Лицо секретарша искривило гримасой скорби и неудовольствия.
— Тане срочно понадобилось вести дочку в больницу. Ну, вот она и позвонила мне…
Маша жила в классических «двух шагах» от конторы. Если совсем точно — в пятидесяти. В соседнем дворе. Большое удобство — в одном случае, и такое же неудобство — в другом. Она первой из всех сотрудников оказывалась дома, — но и первой же могла оказаться на работе… и оказывалась. Всегда — по одной и той же причине: «в связи с производственной необходимостью», которая возникала не так, уж, и редко.
Теперь уже искривилось лицо Иванова: перспектива спокойной работы с заместителем директора «блыснула» и «накрылась». А всё — потому, что не в традициях следователей прокуратуры — как минимум, этой — было «кидать» друг друга. Дело — житейское: сегодня я тебя выручил — завтра ты меня… быть может.
— А Сидоров когда «обещали вернуться»?
Иванов и сам понимал, что это — всего лишь жалкая попытка отсрочить неизбежное, но так полагалось.
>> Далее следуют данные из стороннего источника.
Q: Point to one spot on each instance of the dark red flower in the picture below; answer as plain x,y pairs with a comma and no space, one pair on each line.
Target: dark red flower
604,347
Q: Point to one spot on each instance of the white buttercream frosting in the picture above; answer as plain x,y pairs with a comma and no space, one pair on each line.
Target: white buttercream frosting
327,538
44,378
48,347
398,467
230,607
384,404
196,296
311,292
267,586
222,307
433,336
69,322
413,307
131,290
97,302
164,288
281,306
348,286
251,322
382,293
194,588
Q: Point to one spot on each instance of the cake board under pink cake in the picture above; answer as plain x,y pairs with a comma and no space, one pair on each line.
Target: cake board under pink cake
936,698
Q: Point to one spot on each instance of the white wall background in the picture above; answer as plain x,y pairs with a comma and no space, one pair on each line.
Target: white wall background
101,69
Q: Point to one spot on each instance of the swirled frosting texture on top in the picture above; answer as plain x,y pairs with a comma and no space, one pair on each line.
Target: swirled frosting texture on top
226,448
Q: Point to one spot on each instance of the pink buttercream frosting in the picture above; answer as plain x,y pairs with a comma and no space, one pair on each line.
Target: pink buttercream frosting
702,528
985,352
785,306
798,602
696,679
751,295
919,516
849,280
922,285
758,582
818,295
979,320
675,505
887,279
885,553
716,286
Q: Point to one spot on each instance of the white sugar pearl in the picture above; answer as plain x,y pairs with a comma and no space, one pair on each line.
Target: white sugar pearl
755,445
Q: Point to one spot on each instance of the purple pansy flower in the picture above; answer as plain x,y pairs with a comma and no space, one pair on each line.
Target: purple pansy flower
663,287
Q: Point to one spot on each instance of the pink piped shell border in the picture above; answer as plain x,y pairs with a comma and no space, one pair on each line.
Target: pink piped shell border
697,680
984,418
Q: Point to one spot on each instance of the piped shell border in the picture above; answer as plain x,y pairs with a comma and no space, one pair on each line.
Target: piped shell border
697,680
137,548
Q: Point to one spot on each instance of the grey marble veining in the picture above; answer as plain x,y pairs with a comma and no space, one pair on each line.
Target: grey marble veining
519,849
Ну, вот, полагалось оборвать все соломинки, за которые по сценарию требовалось хвататься, прежде чем дать «согласие утонуть».
Сквозь кислоту на лицо Маши уже пробилась радость: поняла уже, что порядочный Александр Сергеевич в очередной раз, пусть и вынужденно, готов проявить неизбежную порядочность.
— Таня сказала, что он ей сказал… что…
— Ну, понятно, понятно! — дополнительно «убился лицом» Иванов. — «Кассирша мэни казала, шо вона йий казала…»!..
Несколько мгновений он смотрел в стену, отнюдь не подражая Бодхитхарме, потом обречённо махнул рукой и повернулся к горестно вздыхающему мужику напротив себя:
— Ладно… Товарищ Зайцев… Алексей Петрович, давайте перенесём наше рандеву на завтра? Не возражаете?
«Товарищ Зайцев» — щуплый мужик небольшого росточка, лет пятидесяти от роду, в котором не было ничего даже «замдиректорского»: «ни кожи, ни рожи» — обречённо кивнул головой. По всему чувствовалось, что заместитель директора явно не был готов спасать себя. Больше того, он не слишком-то и возражал «утонуть», а если на что и рассчитывал, то лишь на «счастливую волну» в лице старшего следователя прокуратуры Иванова. Так сказать, «надеемся только на крепость рук, на руки друга, и вбитый крюк…».
— Ну, вот и славно!
Придерживая согбенного визави за спину, Иванов лично сопроводил того до двери.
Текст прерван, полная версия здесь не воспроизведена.